Re: Patroni vs pgpool II

Jehan-Guillaume de Rorthais <jgdr@xxxxxxxxxx> · Fri, 7 Apr 2023 09:45:57 +0200

On Fri, 07 Apr 2023 13:16:59 +0900 (JST)
Tatsuo Ishii <ishii@xxxxxxxxxxxx> wrote:

> >> > But, I heard PgPool is still affected by Split brain syndrome.    
> >> 
> >> Can you elaborate more? If more than 3 pgpool watchdog nodes (the
> >> number of nodes must be odd) are configured, a split brain can be
> >> avoided.  
> > 
> > Split brain is a hard situation to avoid. I suppose OP is talking about
> > PostgreSQL split brain situation. I'm not sure how PgPool's watchdog would
> > avoid that.  
> 
> Ok, "split brain" means here that there are two or more PostgreSQL
> primary serves exist.
> 
> Pgpool-II's watchdog has a feature called "quorum failover" to avoid
> the situation. To make this work, you need to configure 3 or more
> Pgpool-II nodes. Suppose they are w0, w1 and w2. Also suppose there
> are two PostgreSQL servers pg0 (primary) and pg1 (standby). The goal
> is to avoid that both pg0 and pg1 become primary servers.
> 
> Pgpool-II periodically monitors PostgreSQL healthiness by checking
> whether it can reach to the PostgreSQL servers. Suppose w0 and w1
> detect that pg0 is healthy but pg1 is not, while w2 thinks oppositely,
> i.e. pg0 is unhealthy but pg1 is healthy (this could happen if w0, w1,
> pg0 are in a network A, but w2 and pg1 in different network B. A and B
> cannot reach each other).
> 
> In this situation if w2 promotes pg1 because w0 seems to be down, then
> the system ends up with two primary servers: split brain.
> 
> With quorum failover is enabled, w0, w1, and w2 communicate each other
> to vote who is correct (if it cannot communicate, it regards other
> watchdog is down).
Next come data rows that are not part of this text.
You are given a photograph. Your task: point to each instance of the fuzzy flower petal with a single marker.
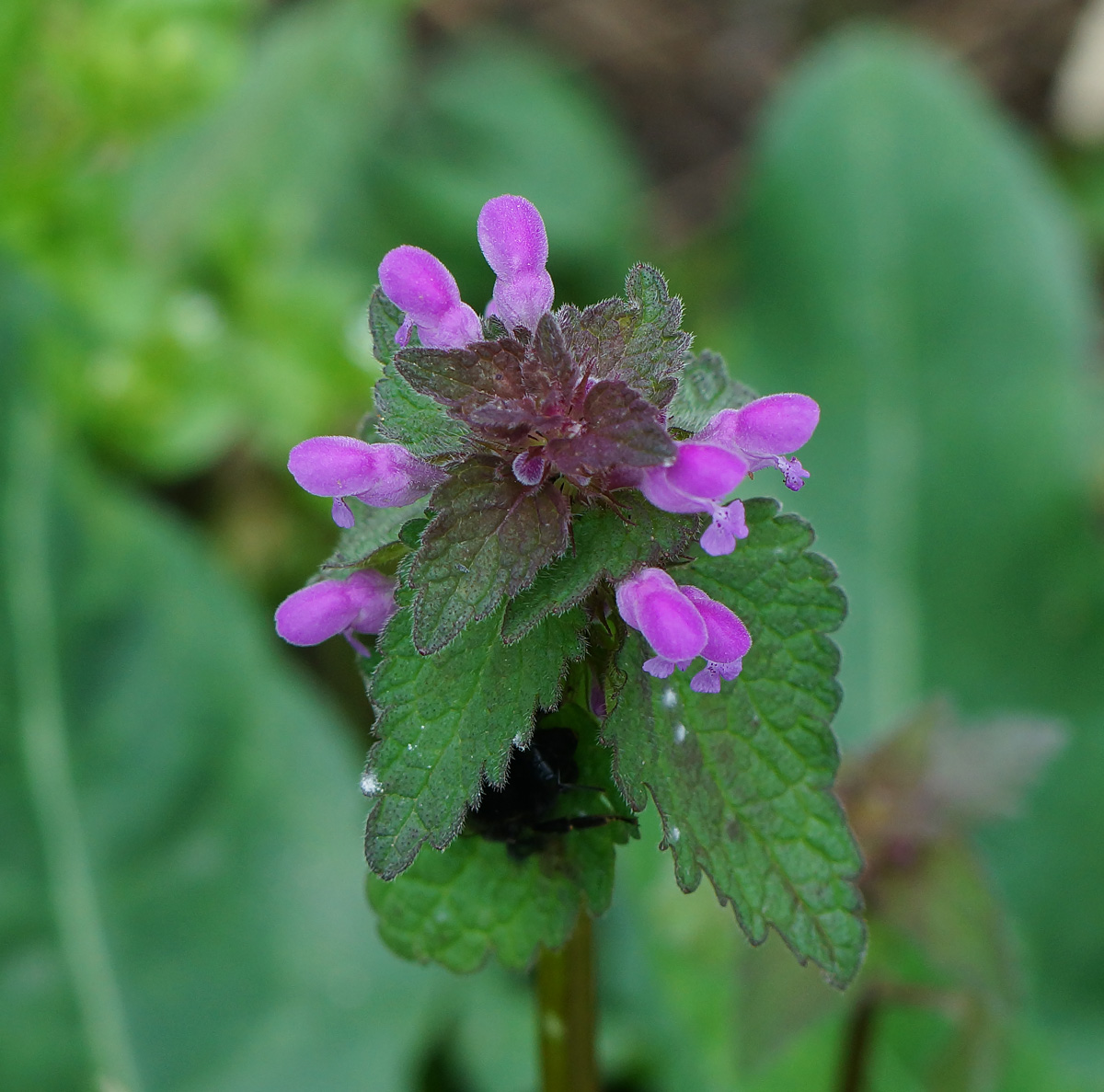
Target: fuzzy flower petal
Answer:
(382, 475)
(700, 475)
(706, 470)
(512, 236)
(363, 603)
(514, 243)
(672, 624)
(420, 286)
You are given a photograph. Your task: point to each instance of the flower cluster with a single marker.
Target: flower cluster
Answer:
(566, 408)
(683, 623)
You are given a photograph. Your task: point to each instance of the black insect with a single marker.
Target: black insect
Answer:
(522, 812)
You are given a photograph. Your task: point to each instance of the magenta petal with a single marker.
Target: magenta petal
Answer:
(522, 301)
(316, 612)
(419, 284)
(332, 466)
(628, 592)
(728, 638)
(658, 667)
(512, 236)
(658, 489)
(776, 425)
(385, 475)
(374, 595)
(458, 327)
(671, 623)
(706, 470)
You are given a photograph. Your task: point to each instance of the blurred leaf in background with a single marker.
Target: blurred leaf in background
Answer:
(909, 264)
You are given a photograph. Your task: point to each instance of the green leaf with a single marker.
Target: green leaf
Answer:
(706, 386)
(743, 778)
(415, 420)
(489, 539)
(369, 541)
(446, 721)
(477, 898)
(638, 340)
(607, 545)
(384, 321)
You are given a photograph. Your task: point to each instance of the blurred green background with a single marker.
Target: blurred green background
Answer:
(894, 207)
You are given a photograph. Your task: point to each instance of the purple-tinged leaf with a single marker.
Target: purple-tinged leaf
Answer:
(490, 536)
(551, 374)
(621, 430)
(638, 339)
(463, 379)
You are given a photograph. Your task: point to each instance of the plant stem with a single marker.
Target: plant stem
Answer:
(567, 1013)
(859, 1036)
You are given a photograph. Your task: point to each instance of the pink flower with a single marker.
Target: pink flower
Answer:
(696, 481)
(682, 623)
(512, 237)
(363, 603)
(420, 286)
(382, 475)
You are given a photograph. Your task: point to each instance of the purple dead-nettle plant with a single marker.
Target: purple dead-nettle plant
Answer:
(553, 585)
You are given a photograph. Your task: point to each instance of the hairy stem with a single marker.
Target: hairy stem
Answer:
(567, 1013)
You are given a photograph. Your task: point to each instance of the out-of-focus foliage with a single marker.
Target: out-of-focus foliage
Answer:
(945, 324)
(203, 188)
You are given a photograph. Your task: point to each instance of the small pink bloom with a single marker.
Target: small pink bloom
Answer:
(699, 477)
(420, 286)
(363, 603)
(382, 475)
(682, 623)
(765, 431)
(513, 241)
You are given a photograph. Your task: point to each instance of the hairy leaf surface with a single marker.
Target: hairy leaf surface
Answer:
(415, 420)
(706, 386)
(465, 379)
(457, 906)
(385, 319)
(368, 542)
(489, 538)
(743, 778)
(606, 546)
(446, 721)
(638, 339)
(623, 430)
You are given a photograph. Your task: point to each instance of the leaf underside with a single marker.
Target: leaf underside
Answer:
(489, 538)
(606, 545)
(743, 778)
(446, 721)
In the case above w0 and w1 are majority and will
> win. Thus w0 and w1 just detach pg1 and keep on using pg0 as the
> primary. On the other hand, since wg2 looses, and it gives up
> promoting pg1, thus the split brain is avoided.
> 
> Note that in the configuration above, clients access the cluster via
> VIP. VIP is always controlled by majority watchdog, clients will not
> access pg1 because it is set to down status by w0 and w1.
> 
> > To avoid split brain, you need to implement a combinaison of quorum and
> > (self-)fencing.
> > 
> > Patroni quorum is in the DCS's hands. Patroni's self-fencing can be achieved
> > with the (hardware) watchdog. You can also implement node fencing through
> > the "pre_promote" script to fence the old primary node before promoting the
> > new one.
> > 
> > If you need HA with a high level of anti-split-brain security, you'll not be
> > able to avoid some sort of fencing, no matter what.
> > 
> > Good luck.  
> 
> Well, if you define fencing as STONITH (Shoot The Other Node in the
> Head), Pgpool-II does not have the feature.
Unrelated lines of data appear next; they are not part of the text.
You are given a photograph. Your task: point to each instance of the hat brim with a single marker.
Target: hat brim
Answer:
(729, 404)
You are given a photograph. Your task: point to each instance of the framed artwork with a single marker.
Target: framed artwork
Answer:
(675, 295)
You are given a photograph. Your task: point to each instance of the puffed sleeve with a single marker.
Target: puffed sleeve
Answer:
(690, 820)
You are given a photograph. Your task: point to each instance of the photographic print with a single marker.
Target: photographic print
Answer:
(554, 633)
And I believe that's part of what Cen was complaining about:

«
  It is basically a daemon glued together with scripts for which you are 
  entirely responsible for. Any small mistake in failover scripts and 
  cluster enters  a broken state.
»

If you want to build something clean, including fencing, you'll have to
handle/dev it by yourself in scripts

> However I am not sure STONITH is always mandatory.

Sure, it really depend on how much risky you can go and how much complexity you
can afford. Some cluster can leave with a 10 minute split brain where some other
can not survive a 5s split brain.

> I think that depends what you want to avoid using fencing. If the purpose is
> to avoid having two primary servers at the same time, Pgpool-II achieve that
> as described above.

How could you be so sure?

See https://www.alteeve.com/w/The_2-Node_Myth

«
  * Quorum is a tool for when things are working predictably
  * Fencing is a tool for when things go wrong
»

Regards,